Rzepa, Henry; Mclean, Andrew; Harvey, Matthew J.
Chem Int 38 (3–4) 24–26 (2016).
Science Published: (May/2016)
DOI: https://doi.org/10.1515/ci-2016-3-408
Abstract:
Progress in science has always been driven by data as a primary research output. This is especially true of the data-centric fields of molecular sciences. Scholarly journals in chemistry in the 19th century captured a (probably small) proportion of research data in printed journals, books, and compendia. The curation of this data from its origins in the 1880s and for most of the 20th century was largely driven by a few organisations as a commercial and proprietary activity. The online era, dating from around 1995, saw much experimentation centred around the presentation and delivery of journals, but less so of the data. The latter evolved, almost by accident, into what is now known as electronic supporting or supplemental information (SI), associated with journal articles. [1] That there was still a general problem in science was revealed by the “Climategate†events in 2009, where a lack of access to the data on which climate models are based induced all manner of unfortunate conspiracy theories. [2] These events catalysed a change in policy at, amongst others, UK research funders. One outcome of this change was seen in May 2015 with the introduction of new research data management (RDM) requirements for funded researchers. This centred around the precept that primary research data should be made openly available [3] and coincided with the evolution of the open science tripod of open data, open access articles, and open science notebooks. [4]
These new funder policies now require researchers to develop research data management plans, part of which involves publishing their data in what is called FAIR form. [5] The four components of FAIR are:
F: Findable. Data should be discoverable by searches, ideally on a global scale using consistent interfaces.
A: Accessible. Data should be openly retrievable not only by humans, but by machines operating on a larger scale for the purpose of data or content mining.
I: Interoperable. Once discovered and retrieved, data should be capable of validation and re-use, again not merely by human but also by software.
R: Reusable with a commensurate and declared license that allows this.

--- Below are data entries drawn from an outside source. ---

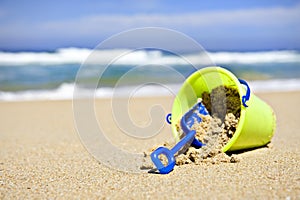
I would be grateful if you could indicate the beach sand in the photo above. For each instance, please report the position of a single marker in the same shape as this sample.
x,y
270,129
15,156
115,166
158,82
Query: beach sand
x,y
41,156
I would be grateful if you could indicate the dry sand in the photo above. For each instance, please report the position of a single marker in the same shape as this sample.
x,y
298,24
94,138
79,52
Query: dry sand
x,y
41,156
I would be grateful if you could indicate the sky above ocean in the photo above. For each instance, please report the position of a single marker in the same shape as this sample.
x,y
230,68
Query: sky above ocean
x,y
231,25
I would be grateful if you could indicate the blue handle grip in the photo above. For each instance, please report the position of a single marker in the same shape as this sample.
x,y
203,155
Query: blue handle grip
x,y
170,154
246,97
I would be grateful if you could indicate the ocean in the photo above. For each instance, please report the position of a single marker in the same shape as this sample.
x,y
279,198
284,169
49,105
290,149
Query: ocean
x,y
145,72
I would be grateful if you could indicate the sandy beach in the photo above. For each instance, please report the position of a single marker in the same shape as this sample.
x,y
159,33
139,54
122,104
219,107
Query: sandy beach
x,y
42,157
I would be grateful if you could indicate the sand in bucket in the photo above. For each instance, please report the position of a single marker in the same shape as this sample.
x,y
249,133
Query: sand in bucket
x,y
233,123
237,118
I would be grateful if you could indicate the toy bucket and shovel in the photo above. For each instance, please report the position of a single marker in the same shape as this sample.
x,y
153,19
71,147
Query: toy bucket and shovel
x,y
255,128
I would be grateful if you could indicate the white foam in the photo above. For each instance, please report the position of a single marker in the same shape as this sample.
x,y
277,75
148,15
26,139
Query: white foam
x,y
129,57
66,91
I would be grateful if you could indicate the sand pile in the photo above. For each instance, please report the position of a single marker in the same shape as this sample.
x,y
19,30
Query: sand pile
x,y
216,129
214,134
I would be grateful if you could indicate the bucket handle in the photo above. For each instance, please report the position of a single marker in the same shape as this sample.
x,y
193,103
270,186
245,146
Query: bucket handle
x,y
246,97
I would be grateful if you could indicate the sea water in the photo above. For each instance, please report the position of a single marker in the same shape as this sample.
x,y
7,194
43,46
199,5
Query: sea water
x,y
52,75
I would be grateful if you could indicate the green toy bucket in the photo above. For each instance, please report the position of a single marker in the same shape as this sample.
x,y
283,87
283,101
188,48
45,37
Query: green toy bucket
x,y
257,121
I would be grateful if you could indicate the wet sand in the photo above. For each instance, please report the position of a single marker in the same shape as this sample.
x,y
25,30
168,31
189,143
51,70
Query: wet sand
x,y
41,156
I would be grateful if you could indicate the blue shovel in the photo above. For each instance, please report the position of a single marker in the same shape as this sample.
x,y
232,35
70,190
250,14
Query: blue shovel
x,y
186,123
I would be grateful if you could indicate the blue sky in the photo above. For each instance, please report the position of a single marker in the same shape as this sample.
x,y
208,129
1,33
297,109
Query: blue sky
x,y
217,25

Although nowadays a virtually mandatory component of the journal publication process in chemistry, very little supporting information (SI) actually fulfils all these FAIR criteria for a variety of reasons. SI is mostly contained as a PDF document containing page breaks and page headers or footers. The PDF wrapper was never designed as a data container; such containment can easily disable data discoverability. Some data, such as crystallographic information, is contained in structured semantic form, but this is not generally true. Crucially, the PDF-based SI document never has formally declared metadata (information about the data contained therein) and its monolithic structure (examples have reached 504 pages in length, [6] and this may not have been even been close to the maximum) means that even a simple index of the text content is probably next to useless to satisfy the F of FAIR. SI is a child of its parent, the scientific journal article, and as such inherits the persistent (digital object) identifier or DOI of the article. The article DOI, however, carries no information (metadata) about the SI itself or about any data contained in the SI. The DOI normally points to a landing page for the article and this page has to be visually inspected by a human to ascertain the existence and whereabouts of SI, often in a manner parochial to the journal; a fail for both the F and the A of FAIR. Validation of data held inside a PDF file is rarely possible with any semantic assurance, a fail for the I of FAIR. Finally, the licenses that cover data are or should be fundamentally different from those that cover copyrightable materials such as journal articles. These are rarely declared; a fail for the R of FAIR.